É tudo pelo o qual a gente torce. Essa parte é a mais traumática da questão. São os ataques e as mortes, e a discriminação, a marginalização de pessoas trans. Que isso acabe é muito importante. Se essas obras e matérias e pesquisas têm ajudado, beleza.

As charges do Laerte mudaram quando comparadas às charges da Laerte?

Acho que não mudou muita coisa. A minha cabeça não mudou. Eu evidentemente sou uma pessoa que muda de opinião, de ideia e de crença. Agora, o fato de ter me tornado feminina não mudou muita coisa, a não ser que me deixou mais satisfeita comigo mesma e num ponto melhor. Tem reflexos no que a gente faz, claro. O fato de você estar satisfeita com o modo com que você conduz a vida é decisivo. O fato de você ir aos poucos eliminando as frustrações e as ansiedades… Essa coisa de ficar guardando um problema por 34 anos, que é o que aconteceu com a minha homossexualidade, acaba causando problemas que você nem imagina e tem raiz nisso. Eu tô falando de coisas básicas, como você não conseguir parar de fumar ou de roer unha e não saber por quê. Então, tem essas coisinhas práticas e tem outras que são mais complexas.
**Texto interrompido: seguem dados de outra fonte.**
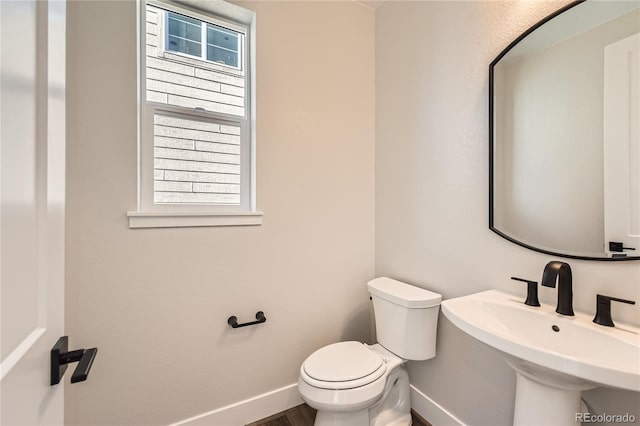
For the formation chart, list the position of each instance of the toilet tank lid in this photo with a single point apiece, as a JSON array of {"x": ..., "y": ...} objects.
[{"x": 403, "y": 294}]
Por que você escreve e desenha hoje?

Isso já foi objeto de muitas obras mesmo. Muitos escritores e escritoras, incluindo uma de minhas preferidas, que é a Margareth Atwood, ela escreveu um livro que se chama Negociando com os mortos. Ela fala: esse livro é uma tentativa de responder a essa pergunta. Por que você escreve? É encantador. O que ela fala é isso: a necessidade que o autor ou a autora tem. O que é escrever? O que é produzir? Ela resume no final: é fazer uma viagem, voltar e contar. Por que eu desenho? Não sei. É onde eu me reconheço mais bem equipada para me exprimir. Acho que escrevo de forma muito difícil, quer dizer, é difícil para mim escrever. O resultado é muito insatisfatório. Eu nunca me dei muito bem em música, que eu gostava também. Enfim, acabei achando que o desenho era onde eu estava mais firme e acho que vou desenhar até conseguir segurar, né? Eu já me aposentei, inclusive, mas isso não quer dizer que eu vá parar de trabalhar (risos). Com R$ 1 mil não dá.